My work group size is 256.
In the first part of my kernel, each work item writes to a designated area of a local buffer.
Then, all work items transfer the entire local buffer to global memory.
For optimal performance, what is the best setting for:
1) Size of local buffer i.e 1024 bytes, 2048 bytes, etc.
2) Number of bytes transferred per work item: i.e. 32 bits, 64 bits, etc.
Achieving optimal performance is not always straight forward thing. It depends on the various factors. There are guidelines that provide tips to improve the performance for certain scenario on certain platforms. However, one should do some profiling to examine the actual performance. It can help greatly to achieve optimal performance. So, I would suggest you to profile your application with various settings before making any final decision. AMD's CodeXL tool could be used for this purpose.

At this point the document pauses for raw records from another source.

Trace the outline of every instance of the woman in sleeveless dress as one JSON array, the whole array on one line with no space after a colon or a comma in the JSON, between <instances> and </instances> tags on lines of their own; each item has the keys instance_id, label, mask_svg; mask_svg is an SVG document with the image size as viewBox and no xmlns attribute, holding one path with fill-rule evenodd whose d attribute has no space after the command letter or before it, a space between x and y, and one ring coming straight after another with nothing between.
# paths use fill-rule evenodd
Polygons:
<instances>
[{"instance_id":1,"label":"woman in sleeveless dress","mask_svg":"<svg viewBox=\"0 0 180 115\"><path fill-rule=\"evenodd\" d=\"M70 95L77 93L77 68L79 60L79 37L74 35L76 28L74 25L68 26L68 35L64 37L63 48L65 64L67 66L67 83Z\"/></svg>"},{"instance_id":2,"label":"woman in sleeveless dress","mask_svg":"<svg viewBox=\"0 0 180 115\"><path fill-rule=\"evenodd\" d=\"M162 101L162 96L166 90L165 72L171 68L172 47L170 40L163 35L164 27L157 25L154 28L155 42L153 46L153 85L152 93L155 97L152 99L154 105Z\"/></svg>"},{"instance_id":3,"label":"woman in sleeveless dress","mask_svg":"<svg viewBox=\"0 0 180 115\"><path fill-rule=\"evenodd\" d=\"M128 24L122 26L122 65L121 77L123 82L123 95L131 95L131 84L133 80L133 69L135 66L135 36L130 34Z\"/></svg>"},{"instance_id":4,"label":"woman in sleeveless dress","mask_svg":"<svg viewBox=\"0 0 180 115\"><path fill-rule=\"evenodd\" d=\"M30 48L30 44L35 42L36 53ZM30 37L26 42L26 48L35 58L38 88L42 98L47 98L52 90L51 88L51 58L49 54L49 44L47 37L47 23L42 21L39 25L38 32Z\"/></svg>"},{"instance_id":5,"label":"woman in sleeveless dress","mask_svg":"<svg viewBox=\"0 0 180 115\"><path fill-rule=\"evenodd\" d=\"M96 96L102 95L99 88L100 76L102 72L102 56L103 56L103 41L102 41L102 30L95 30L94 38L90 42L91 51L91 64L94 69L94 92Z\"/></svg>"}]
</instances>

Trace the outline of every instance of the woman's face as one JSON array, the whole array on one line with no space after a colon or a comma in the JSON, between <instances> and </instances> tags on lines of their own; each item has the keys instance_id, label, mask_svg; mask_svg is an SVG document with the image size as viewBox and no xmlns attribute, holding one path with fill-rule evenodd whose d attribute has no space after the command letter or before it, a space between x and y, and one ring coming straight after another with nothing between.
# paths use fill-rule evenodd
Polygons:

Now, coming to your questions.
1) One of the direct impact of LDS size is that it limits the number of work groups that can be active in a CU. For more details, I would refer you to check the section "188.8.131.52 Local Memory (LDS) Size" in AMD's OpenCL optimization guide where Table 2.2 shows the effect of LDS usage on wavefronts/CU.

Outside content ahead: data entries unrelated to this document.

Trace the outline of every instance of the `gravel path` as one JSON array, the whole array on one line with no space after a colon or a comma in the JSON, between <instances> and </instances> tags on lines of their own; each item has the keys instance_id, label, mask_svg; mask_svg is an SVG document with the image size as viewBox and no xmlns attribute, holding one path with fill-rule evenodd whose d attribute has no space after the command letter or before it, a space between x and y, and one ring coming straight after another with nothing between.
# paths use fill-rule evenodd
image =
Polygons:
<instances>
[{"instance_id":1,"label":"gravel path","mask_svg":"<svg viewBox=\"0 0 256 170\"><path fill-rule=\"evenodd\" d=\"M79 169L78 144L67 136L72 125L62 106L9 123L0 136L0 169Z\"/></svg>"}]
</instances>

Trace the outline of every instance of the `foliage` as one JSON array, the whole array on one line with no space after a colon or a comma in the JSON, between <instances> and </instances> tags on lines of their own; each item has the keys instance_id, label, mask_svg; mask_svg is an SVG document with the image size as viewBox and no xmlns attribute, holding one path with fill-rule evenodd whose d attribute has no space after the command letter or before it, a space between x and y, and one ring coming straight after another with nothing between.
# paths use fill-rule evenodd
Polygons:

2) When accessing the the LDS, one of the main consideration is avoiding (or at least minimizing) the bank conflicts. The optimization guide says:
"A simple sequential address pattern, where each work-item reads a float2 value from LDS, generates a conflict-free access pattern on the AMD Radeon HD 7XXX GPU. Note that a sequential access pattern, where each work-item reads a float4 value from LDS, uses only half the banks on each cycle on the AMD Radeon HD 7XXX GPU and delivers half the performance of the float access pattern."